How to Do Business Successfully in Asia
For nearly 15 years our company, Runckel & Associates, has been fortunate enough to have worked with and helped a wide range of companies to do business in Asia. In addition to building our own consulting business, we also have built our our biotech business in Asia and currently are building a green energy company based on turning agricultural waste into automotive fuels.
Each year I travel several times a year with Executive MBAs in their last months of their programs and help to introduce these groups to Asia. Most of the individuals in these groups are visiting Asia for their first time. During these trips we meet with many Asia specialists and often at the conclusion of the trips, I am asked by individuals in the groups to distill some of what I have learned in Asia over the last 45 years. I am hesitant to do this because even at my advanced age, I am still learning everyday and fully expect to be doing so in the future right up to the time I finally decide that “enough is enough”.
Below are some thoughts on what I believe is important
How to Do Business Successfully in Asia
- Take a Long Term View: Build your Organization for future growth
- Build Relationships based on trust and respect - action speaks louder than words so ensure you not only “talk the talk but that you also walk the walk”. Be fair, don’t take undue advantage, be consistent. Always be polite and respectful.
- Leave your ego and your temper at home - a surface calm and a willingness to listen are always appreciated
- Don’t assume you have all the answers - listen more and talk less. Always observe - you will be amazed how much you can learn if you are willing to be receptive.
- Things in Asia are not necessarily better nor worse than where you are from - they are certainly different. Value that diversity. Take the time to appreciate the local culture and try to learn a little of the language, at least to be polite. It will be appreciated.
- Sit down before you commence and sit down periodically at least each quarter and think about what you want to accomplish and articulate this to your team. Work with a clear vision & objective - develop a well thought out and researched plan and don’t be shy to change it. Market and government policies change frequently - be prepared and adapt.
- Writing often helps develop clarity - a written business plan, written position descriptions, a company vision and mission statement that are developed and discussed with employees are all a help in operations.
- Send Your Best People to Asia: It is where the Opportunities and Challenges both are Greatest
- Train and Develop Local Talent - the companies that are most succesful are those that localize quickly and do not limit opportunities for their locally hired employees. Don’t expect that you can “parachute in and parachute out” decision makers - empower your local staff.
- Build a Brand Name - it is where true value lies.
- Don’ts treat Asia as one Market and even be hesitant of treating one country as one market - often markets in Asia are more fractured.

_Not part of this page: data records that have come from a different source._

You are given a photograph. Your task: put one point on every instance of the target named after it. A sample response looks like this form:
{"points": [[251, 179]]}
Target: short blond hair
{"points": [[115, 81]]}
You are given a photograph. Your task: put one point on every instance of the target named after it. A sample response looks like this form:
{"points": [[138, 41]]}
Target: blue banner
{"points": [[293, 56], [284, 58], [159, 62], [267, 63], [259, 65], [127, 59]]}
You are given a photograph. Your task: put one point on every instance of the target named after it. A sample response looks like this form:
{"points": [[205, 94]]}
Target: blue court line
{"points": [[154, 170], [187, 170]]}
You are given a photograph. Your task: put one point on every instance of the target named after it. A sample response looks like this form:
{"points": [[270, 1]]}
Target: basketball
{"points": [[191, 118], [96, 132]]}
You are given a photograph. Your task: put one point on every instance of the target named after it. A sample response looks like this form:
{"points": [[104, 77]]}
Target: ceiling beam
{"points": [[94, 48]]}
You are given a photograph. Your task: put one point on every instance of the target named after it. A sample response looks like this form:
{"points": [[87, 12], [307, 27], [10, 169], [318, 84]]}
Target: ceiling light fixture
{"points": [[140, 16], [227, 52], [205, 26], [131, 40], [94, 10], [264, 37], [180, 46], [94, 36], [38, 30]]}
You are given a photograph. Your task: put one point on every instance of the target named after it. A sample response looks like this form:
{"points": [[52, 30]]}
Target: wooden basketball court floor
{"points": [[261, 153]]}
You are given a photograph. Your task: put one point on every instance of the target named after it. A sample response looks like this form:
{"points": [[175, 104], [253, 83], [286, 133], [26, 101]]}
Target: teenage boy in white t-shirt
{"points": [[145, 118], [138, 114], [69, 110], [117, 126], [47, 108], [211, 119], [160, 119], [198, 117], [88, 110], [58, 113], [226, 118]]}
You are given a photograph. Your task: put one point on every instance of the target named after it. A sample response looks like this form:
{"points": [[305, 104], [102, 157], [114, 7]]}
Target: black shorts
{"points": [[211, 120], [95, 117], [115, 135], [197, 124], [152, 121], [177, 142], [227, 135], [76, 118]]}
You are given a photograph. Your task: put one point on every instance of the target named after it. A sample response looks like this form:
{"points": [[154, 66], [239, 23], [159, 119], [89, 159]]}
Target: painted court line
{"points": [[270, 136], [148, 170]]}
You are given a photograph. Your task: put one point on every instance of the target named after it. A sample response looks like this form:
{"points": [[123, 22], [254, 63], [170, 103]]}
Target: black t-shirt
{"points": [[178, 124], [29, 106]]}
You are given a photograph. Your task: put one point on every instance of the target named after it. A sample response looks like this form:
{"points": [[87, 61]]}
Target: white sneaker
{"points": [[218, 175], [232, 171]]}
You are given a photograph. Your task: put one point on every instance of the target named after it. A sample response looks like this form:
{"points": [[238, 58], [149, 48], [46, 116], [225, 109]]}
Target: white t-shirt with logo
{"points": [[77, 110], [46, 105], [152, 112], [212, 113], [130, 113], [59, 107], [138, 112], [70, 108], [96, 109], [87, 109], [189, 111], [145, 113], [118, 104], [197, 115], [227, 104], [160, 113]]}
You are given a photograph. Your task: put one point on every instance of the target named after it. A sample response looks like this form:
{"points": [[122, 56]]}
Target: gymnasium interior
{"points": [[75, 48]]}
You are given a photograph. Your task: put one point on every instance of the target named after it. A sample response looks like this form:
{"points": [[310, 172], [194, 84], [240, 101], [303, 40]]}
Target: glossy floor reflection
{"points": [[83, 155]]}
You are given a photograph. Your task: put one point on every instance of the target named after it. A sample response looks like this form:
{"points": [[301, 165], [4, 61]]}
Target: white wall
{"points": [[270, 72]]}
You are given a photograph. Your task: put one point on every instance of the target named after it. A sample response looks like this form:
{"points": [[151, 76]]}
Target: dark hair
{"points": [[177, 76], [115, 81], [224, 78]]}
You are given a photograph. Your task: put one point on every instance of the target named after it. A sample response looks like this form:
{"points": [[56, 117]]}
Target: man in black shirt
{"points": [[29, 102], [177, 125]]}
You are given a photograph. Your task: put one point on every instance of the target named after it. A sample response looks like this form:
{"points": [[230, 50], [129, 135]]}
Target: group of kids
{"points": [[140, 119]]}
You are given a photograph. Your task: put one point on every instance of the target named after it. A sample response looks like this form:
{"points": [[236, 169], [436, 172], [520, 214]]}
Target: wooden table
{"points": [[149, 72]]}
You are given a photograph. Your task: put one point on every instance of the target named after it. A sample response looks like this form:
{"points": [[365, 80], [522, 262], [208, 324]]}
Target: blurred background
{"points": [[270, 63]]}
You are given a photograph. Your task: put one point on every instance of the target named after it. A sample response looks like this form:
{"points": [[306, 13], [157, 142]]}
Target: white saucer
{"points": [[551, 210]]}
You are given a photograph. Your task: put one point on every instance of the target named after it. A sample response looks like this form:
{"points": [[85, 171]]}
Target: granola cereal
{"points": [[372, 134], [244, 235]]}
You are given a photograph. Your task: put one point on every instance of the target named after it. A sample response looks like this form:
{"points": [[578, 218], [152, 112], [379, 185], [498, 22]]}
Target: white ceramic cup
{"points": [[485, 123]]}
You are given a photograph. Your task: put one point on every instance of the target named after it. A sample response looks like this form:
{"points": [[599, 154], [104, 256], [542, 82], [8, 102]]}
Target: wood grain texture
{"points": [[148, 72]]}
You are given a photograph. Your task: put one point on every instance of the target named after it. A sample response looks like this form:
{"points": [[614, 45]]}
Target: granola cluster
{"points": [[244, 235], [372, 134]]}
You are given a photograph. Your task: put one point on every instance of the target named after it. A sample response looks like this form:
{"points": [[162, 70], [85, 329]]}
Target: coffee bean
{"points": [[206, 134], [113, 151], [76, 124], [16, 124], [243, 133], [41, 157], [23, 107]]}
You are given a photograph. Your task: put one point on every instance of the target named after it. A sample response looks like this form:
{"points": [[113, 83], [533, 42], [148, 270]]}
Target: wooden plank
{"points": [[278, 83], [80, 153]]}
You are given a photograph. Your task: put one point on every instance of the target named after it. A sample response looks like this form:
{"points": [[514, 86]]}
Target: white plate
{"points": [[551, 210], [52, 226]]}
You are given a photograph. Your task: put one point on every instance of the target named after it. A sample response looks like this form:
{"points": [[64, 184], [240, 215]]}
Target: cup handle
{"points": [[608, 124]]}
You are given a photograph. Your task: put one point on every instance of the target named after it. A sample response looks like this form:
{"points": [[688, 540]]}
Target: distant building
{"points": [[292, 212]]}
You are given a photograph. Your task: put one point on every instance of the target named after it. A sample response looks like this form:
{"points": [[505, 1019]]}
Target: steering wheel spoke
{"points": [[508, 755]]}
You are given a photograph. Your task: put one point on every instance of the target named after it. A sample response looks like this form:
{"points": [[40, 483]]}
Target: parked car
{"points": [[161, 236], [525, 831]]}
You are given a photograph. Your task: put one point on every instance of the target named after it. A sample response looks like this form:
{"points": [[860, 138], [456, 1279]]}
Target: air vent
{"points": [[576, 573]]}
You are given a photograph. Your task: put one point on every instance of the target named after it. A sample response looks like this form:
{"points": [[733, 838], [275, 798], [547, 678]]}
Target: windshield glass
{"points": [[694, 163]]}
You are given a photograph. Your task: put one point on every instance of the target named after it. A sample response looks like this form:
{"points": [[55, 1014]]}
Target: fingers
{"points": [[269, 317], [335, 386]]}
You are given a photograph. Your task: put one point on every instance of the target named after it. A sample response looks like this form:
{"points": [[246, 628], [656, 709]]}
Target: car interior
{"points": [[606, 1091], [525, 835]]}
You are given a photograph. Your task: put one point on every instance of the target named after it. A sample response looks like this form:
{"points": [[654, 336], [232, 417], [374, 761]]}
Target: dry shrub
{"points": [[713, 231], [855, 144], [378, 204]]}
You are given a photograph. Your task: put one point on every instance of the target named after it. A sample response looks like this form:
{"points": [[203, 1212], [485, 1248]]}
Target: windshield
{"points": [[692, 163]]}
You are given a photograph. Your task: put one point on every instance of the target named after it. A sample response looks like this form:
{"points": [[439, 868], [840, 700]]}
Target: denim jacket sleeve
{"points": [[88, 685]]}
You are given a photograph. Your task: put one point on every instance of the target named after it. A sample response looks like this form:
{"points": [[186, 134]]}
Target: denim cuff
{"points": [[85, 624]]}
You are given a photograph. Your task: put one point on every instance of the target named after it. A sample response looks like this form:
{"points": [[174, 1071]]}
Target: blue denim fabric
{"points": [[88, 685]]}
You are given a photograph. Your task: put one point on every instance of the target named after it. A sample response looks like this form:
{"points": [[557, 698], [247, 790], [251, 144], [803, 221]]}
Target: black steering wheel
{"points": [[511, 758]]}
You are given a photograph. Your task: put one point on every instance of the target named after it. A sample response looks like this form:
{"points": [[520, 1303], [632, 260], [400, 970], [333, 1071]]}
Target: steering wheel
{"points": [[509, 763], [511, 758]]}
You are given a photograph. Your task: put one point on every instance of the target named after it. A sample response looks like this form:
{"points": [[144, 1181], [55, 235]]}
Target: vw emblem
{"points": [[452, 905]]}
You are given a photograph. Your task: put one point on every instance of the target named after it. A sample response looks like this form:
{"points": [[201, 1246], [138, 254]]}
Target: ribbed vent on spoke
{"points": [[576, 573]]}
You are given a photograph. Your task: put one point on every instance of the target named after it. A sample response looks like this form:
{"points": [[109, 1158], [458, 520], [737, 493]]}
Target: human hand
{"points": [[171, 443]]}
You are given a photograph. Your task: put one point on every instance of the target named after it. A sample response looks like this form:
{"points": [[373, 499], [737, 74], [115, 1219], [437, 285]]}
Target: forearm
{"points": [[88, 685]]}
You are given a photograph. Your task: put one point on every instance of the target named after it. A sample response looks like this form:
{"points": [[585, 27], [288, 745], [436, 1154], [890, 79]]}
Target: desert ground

For example, China is made up of hundreds of markets, Vietnam of at least a half dozen and maybe more markets - think local
- Don’t try to make decisions thousands of miles away
- Don’t think you can understand Asia through reports, newspapers and magazines - you need to be there
- Don’t try to sign a definitive agreement - it will take forever and be difficult to execute
- Don’t just copy what you have done succesfully back home, adapt to the local conditions
- Don’t bring in outdated equipment and product - bring your best
- Don’t think that China or Vietnam is communistic and not market-driven - both countries are much more capitalist than much of Europe
- Don’t think you have to be in all markets - find your niche and build your expertise and organization there
About the Author:
Christopher W. Runckel, a former senior US diplomat who served in many counties in Asia, is a graduate of the University of Oregon and Lewis and Clark Law School. He served as Deputy General Counsel of President Gerald Ford’s Presidential Clemency Board. Mr. Runckel is the principal and founder of Runckel & Associates, a Portland, Oregon based consulting company that assists businesses expand business opportunities in Asia. (www.business-in-asia.com)
Until April of 1999, Mr. Runckel was Minister-Counselor of the US Embassy in Beijing, China. Mr. Runckel lived and worked in Thailand for over six years. He was the first permanently assigned U.S. diplomat to return to Vietnam after the Vietnam War. In 1997, he was awarded the U.S. Department of States highest award for service, the Distinguished Honor Award, for his contribution to improving U.S.-Vietnam relations.